While this seems redundant, it’s not. The change allows OSHA to issue citations for retaliation or discrimination even if an employee has not filed a complaint with OSHA.

Post-incident drug testing
Some workplace safety experts have said in the past that employer rules that require post-injury drug testing, may actually discourage workers from reporting injuries.
So, OSHA stated in its commentary on the regulation that blanket post-injury drug testing policies can be a form of retaliation.
“To strike the appropriate balance here, drug testing policies should limit post-incident testing to situations in which employee drug use is likely to have contributed to the incident, and for which the drug test can accurately identify impairment caused by drug use.”
It cited as examples of unreasonable testing, the drug testing of an employee who reports a bee sting, a repetitive strain injury, or an injury caused by a tool malfunction or lack of a machine guard.
In other words, if there is a reasonable possibility that drug use was a contributing factor to a reported injury, then testing would be permissible.
If you have a policy like this in place, you may want to review and revise it.
And OSHA seems to be focused on the “impairment” rather than just the presence of a drug. For example, a person can test positive for marijuana use for 30 days after ingesting it, but testing positive does not mean they were high at the time of the injury.

Workplace safety incentive programs
OSHA also stated in its commentary for the proposed rules that certain incentive programs that reward employees for remaining injury free at work can be retaliatory and deter reporting of injuries.

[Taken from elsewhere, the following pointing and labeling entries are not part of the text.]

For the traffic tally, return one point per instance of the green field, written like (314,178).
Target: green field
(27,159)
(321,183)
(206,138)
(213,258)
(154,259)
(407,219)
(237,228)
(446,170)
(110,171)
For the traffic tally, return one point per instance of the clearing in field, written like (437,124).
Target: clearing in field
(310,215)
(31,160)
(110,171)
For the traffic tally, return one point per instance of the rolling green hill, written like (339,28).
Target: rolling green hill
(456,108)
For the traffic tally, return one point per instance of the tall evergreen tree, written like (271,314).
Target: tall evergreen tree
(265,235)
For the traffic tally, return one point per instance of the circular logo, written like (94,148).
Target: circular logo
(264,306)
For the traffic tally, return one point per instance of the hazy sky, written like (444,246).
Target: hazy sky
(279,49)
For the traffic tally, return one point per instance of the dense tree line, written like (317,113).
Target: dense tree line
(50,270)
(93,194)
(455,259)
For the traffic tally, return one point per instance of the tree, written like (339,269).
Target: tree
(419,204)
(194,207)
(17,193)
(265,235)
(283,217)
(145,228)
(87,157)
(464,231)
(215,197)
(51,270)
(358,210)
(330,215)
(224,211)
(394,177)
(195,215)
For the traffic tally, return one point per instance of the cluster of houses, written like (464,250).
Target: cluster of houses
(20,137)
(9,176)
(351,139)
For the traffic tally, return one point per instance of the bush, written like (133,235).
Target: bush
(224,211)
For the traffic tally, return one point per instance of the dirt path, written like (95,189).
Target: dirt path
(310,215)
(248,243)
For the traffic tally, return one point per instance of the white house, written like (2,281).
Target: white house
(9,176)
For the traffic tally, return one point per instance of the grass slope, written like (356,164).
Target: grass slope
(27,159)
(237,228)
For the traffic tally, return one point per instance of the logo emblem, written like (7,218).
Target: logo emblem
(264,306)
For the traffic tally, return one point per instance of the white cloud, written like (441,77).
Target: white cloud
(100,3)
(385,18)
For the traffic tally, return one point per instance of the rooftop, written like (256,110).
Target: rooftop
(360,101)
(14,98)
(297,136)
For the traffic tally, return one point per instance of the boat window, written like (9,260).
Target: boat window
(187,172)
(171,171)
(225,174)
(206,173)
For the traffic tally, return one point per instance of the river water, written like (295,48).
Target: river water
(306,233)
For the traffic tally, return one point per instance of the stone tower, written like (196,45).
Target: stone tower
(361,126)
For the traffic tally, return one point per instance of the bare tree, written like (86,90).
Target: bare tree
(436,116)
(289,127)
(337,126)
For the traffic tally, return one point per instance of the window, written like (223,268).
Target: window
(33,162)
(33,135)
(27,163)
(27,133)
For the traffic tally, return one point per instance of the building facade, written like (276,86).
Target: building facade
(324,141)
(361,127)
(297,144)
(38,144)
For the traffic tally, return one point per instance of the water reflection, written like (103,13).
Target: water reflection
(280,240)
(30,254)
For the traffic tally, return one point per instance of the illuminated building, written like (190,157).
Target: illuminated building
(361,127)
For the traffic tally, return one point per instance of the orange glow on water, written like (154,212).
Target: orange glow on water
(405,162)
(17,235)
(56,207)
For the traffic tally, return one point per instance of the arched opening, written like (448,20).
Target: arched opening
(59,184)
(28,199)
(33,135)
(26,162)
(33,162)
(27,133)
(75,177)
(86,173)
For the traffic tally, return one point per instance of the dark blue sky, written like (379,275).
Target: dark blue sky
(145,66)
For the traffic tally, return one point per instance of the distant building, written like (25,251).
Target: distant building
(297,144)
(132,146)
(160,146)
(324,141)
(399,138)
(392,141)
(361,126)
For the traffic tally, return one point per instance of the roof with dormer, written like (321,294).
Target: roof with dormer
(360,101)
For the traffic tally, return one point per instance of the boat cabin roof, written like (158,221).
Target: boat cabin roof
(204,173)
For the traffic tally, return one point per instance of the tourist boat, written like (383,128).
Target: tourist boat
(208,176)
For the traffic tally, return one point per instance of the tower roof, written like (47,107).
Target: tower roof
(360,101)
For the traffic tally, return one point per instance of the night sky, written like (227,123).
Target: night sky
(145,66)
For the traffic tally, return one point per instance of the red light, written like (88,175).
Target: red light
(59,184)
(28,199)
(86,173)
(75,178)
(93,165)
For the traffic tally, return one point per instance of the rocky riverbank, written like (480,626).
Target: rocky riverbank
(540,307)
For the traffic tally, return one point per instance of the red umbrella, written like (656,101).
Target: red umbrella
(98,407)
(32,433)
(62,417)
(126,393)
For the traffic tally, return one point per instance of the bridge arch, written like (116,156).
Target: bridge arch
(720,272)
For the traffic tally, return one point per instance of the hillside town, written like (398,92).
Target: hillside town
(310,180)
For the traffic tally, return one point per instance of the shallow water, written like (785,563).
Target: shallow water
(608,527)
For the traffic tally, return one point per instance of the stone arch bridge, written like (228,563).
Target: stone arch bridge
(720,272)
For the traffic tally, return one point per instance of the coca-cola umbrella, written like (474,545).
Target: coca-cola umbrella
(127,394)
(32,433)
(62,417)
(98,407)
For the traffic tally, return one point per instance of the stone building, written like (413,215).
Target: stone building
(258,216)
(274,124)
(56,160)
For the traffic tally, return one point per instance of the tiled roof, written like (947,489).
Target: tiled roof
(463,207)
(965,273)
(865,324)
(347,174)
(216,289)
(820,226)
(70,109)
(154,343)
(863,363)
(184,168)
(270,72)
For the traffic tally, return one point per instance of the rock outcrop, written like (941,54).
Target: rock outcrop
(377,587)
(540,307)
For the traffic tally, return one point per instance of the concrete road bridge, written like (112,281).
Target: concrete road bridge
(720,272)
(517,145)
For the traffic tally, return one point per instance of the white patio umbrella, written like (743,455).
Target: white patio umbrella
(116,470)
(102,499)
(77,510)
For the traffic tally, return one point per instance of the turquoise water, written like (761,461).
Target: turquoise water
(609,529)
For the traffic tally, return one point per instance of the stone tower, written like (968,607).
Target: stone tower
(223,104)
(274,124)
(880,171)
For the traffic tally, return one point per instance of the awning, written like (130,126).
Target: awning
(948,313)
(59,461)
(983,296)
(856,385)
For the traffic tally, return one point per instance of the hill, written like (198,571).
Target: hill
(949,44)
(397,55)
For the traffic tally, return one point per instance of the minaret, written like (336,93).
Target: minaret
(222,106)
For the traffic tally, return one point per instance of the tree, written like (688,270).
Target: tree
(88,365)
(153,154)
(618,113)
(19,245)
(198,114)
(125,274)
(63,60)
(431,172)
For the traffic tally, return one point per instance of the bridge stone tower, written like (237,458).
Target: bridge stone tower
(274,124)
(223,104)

Although some employers offer to pay employees or a bonus or enter their names in a drawing for a prize in an effort to encourage workplace safety, OSHA states that these types of incentive programs result in the significant underreporting of recordable injuries, especially if employees are subjected to peer pressure from coworkers who also will be denied the award/prize as a result of a reported injury.
According to OSHA, this violates anti-retaliation regulations because an employer would take an adverse action – like denying a reward or benefit – because a worker reports an accident.
Instead, OSHA asks that employers use incentives for identifying hazards, participating in safety committees and similar activities.